Spillemyndigheden explained that the new research was conducted as a part of the initiatives against gambling addiction dating back to June 2018. The research did not point out a specific plan of action, but it rather sought to investigate the “importance of gambling-related elements in online gaming,” as seen from the perspective of young adults and children. With that in mind, a recommendation was included in the research.
Currently, many modern games offer plenty of additional weapon skins, outfits and other customizable improvements, which the players receive by opening loot boxes. Usually, a player would purchase a key or another virtual token by using real money to open the loot box and receive the reward. However, the reward itself is random, regardless of the paid amount to open the loot box.
This is precisely the gambling element that many children and young adults may not see even if they are involved in that activity. In that line of thought, the research found that this aspect of gaming can be especially problematic for children. A prime reason why is because children are yet to develop a “critical sense that enables them to understand that it is actually real money that is being withdrawn when making a quick purchase in a game.” Additionally, the research revealed that the younger audience is further pushed into this by influencers “who indirectly market gambling-related microtransactions.”

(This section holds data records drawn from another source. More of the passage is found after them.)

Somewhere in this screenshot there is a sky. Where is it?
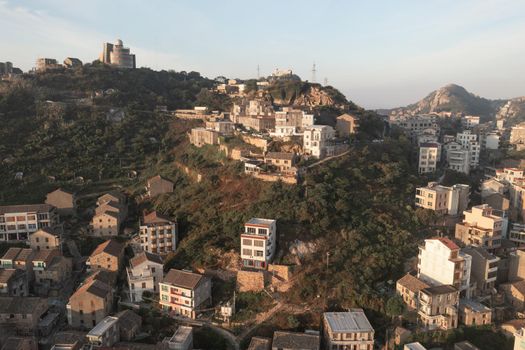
[0,0,525,109]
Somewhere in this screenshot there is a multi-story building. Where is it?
[86,316,120,347]
[29,227,61,251]
[0,204,59,241]
[126,252,164,303]
[139,211,178,255]
[396,274,430,310]
[66,276,113,329]
[418,142,441,174]
[418,284,459,330]
[241,218,277,269]
[100,39,137,68]
[323,309,374,350]
[416,182,470,215]
[190,128,219,147]
[159,269,211,319]
[303,125,335,158]
[461,246,500,295]
[86,239,124,272]
[417,237,471,293]
[45,188,77,215]
[455,204,504,250]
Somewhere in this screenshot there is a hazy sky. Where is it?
[0,0,525,108]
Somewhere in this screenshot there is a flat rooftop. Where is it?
[324,309,374,333]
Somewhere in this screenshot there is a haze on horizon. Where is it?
[0,0,525,109]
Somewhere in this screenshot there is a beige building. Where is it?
[323,309,374,350]
[146,175,173,198]
[416,182,470,215]
[159,269,211,319]
[29,227,61,251]
[46,188,77,215]
[66,276,113,329]
[455,204,503,250]
[335,113,359,137]
[396,274,430,310]
[86,239,124,272]
[418,285,459,330]
[0,204,59,241]
[139,211,178,255]
[190,128,219,147]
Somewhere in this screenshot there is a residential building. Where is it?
[272,331,321,350]
[190,128,219,147]
[139,211,178,255]
[100,39,137,68]
[455,204,503,250]
[126,252,164,303]
[303,125,335,158]
[241,218,277,269]
[159,269,211,319]
[459,299,492,326]
[335,113,359,137]
[396,273,430,310]
[146,175,173,198]
[418,142,441,174]
[162,326,193,350]
[86,239,124,272]
[416,182,470,215]
[0,269,29,297]
[45,188,77,216]
[0,204,59,241]
[115,310,142,341]
[323,309,374,350]
[417,237,471,291]
[86,316,120,347]
[461,246,500,295]
[0,296,49,335]
[66,277,113,329]
[418,284,459,330]
[29,227,62,251]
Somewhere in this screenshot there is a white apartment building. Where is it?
[417,237,472,293]
[418,142,441,174]
[416,182,470,215]
[126,252,164,303]
[303,125,335,158]
[241,218,277,269]
[139,211,178,255]
[0,204,59,241]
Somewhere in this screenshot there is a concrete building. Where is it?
[139,211,178,255]
[418,284,459,330]
[29,227,62,251]
[396,273,430,310]
[241,218,277,269]
[100,39,137,68]
[272,331,321,350]
[335,113,359,137]
[303,125,335,158]
[0,204,60,241]
[45,188,77,216]
[416,182,470,215]
[126,252,164,303]
[323,309,374,350]
[86,316,120,347]
[455,204,503,250]
[159,269,211,319]
[190,128,219,147]
[418,142,441,174]
[417,237,471,293]
[86,239,124,272]
[461,246,500,296]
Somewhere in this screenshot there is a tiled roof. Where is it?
[163,269,206,289]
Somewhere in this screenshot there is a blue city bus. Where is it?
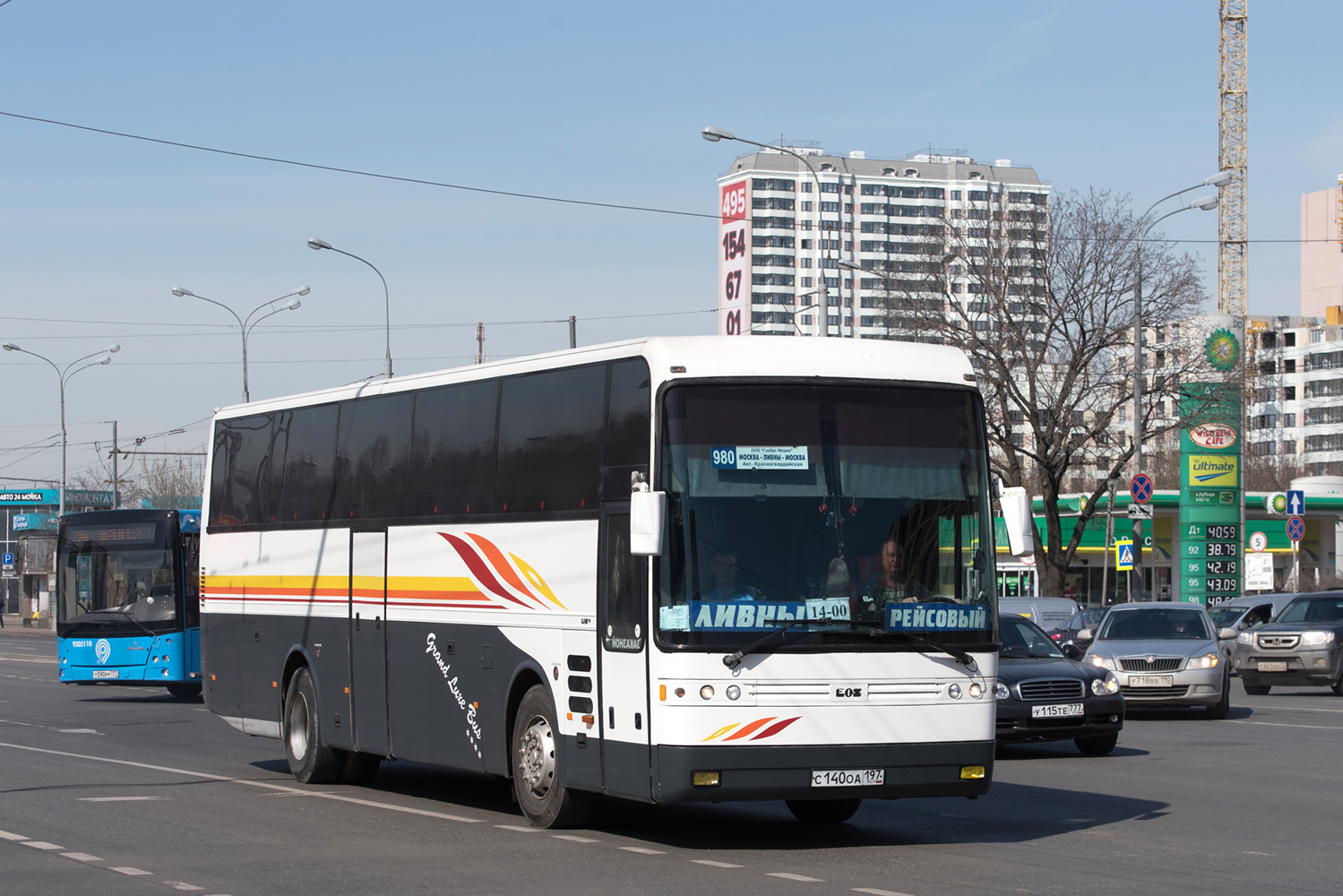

Parents Need to Create Framework for Their Children’s Microtransactions
Gaming, in general, is viewed as an entertaining activity. However, according to the study, gaming challenges gamers’ everyday lives. The whitepaper unveiled that more than half of the participants in the study admitted that some parts of their life, such as education or family, have been impacted due to the many hours spent gaming. Prolonged gaming also means that gamers have spent more money and energy on the activity.
A key note that the report provided is that parents need to be more involved in their children’s online activities. In particular, parents need to take co-responsibility for those activities and establish “a reasonable framework for their children’s use of microtransactions.”
The report acknowledged that currently, microtransactions within the gaming industry are incredibly easy to access and difficult to avoid. This is why it said that “the gaming industry’s business models in relation to the prevalence of microtransactions and gambling-related elements” would need to be investigated further.